The loss against the Durrani's had seen Nasrollah's Kurdish allies abandon him, which weakened his position in Mashhad. In 1775, Nasrollah was ousted from Mashhad by Nader Mirza after a clash, Nasrollah resorting to Shiraz to supposedly gain support against his father and younger brother. This had resulted in Nader Mirza restoring himself as crown prince, solidifying his position in Mashhad. In 1796, Shahrokh Shah was defeated by Agha Mohammad Khan Qajar, the founder of the Qajar dynasty. As a result, Mashhad fell to the Qajar Dynasty, forcing the remaining members of the Afsharid Dynasty, including Nader Mirza himself, to flee the city to Herat. Shahrokh was tortured and killed, Agha Mohammad then installing Mohammad Vali Mirza as Governor of Khorasan in Mashhad.

Upon Agha Mohammad Khan's death in 1797, Fath-Ali Shah Qajar (his heir apparent) ascended the throne. Nader Mirza proceeded to lead the reclamation of Mashhad itself to exploit the existing internal turmoil, succeeding in ousting Mohammad Vali Mirza. Nader would reestablish his control over Mashhad itself and the immediate surrounding area. Following this, several campaigns were led to reestablish Qajar control over the region by Fath-Ali Shah in retaliation.
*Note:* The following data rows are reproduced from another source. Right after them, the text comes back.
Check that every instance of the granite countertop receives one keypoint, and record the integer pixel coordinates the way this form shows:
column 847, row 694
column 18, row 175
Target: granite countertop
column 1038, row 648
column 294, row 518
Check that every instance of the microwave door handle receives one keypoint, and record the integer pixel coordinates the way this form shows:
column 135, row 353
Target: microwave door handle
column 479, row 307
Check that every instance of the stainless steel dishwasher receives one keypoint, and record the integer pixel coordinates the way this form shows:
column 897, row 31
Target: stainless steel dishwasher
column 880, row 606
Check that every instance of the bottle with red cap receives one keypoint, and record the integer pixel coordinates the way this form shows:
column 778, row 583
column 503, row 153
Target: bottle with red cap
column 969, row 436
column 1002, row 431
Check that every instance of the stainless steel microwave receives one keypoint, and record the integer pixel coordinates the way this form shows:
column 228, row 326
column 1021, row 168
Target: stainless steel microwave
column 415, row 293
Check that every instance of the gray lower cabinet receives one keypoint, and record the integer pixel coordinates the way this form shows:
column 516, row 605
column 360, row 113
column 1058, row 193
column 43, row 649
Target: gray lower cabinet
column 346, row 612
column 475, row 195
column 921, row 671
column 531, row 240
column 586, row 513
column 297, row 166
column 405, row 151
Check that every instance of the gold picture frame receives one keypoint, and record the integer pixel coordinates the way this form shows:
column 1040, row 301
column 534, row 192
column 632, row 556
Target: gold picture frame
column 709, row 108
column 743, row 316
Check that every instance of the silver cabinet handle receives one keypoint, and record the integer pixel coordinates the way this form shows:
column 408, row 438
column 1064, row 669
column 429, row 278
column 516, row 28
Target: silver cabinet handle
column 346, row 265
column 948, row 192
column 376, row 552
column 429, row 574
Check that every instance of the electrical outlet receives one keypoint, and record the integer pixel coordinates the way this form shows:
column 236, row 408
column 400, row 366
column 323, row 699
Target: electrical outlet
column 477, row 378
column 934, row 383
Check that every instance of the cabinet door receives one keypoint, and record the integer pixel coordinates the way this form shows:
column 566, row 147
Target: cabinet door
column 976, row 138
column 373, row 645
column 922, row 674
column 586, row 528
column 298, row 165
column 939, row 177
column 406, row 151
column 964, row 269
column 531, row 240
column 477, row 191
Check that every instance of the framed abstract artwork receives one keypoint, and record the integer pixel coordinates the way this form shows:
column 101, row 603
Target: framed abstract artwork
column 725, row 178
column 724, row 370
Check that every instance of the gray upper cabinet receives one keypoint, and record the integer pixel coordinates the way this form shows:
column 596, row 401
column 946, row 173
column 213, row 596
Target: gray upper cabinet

Fath-Ali Shah’s first and second Khorasan campaigns in June 1798 and June 1800 failed despite much ravaging and destruction by the Qajar troops, being almost completely repelled on each occasion by the numerically inferior Nader Mirza in Mashhad, along with a loose confederation of Kurdish and Qarai khans.

A third campaign in May of 1802 led by Fath-Ali Shah would see relatively more success, resulting in the capture of Mashhad after a lengthy set of three major campaigns. After the chief mujtahid of Mashhad switched allegiances to the Qajars, Nader Mirza was captured and brought to Tehran. He was blinded and had his tongue cut off, being eventually executed in the presence of Fath-Ali Shah in April of 1803, along with his eldest sons Abbas Mirza and Ibrahim Mirza. His other three sons Tahmasp Mirza, Khaliq Vardi Mirza and Mahboub Ali Mirza were blinded by the orders of Fath-Ali Shah. Another son, Ismail Mirza, fled to Hyderabad, Deccan. He settled there with the assistance of Sir John Malcolm.

== Notes ==
- Mohammad Qaneii, History of Torbat-e-Heydariyeh, pp. 103–104.
- On Nader Mirza's birthdate, it would have been required of him to be old enough to lead an army or at least prove his worthiness to nominally command one, of which an age between 12 and 14 fits (comparative to the date of 1770, when Nader Mirza won against the Durrani army at Gonabad). His father, Shah Rokh, was also restored to the crown in 1755, this new stability most likely inciting Mirza's birth. The princes of this period, and specifically the Afsharids, possessed power at a very early age. His elder brother Nasrollah Mirza is believed to have taken control of Khorasan at the mere age of 16, making it not necessarily unusual for such a trend to reoccur.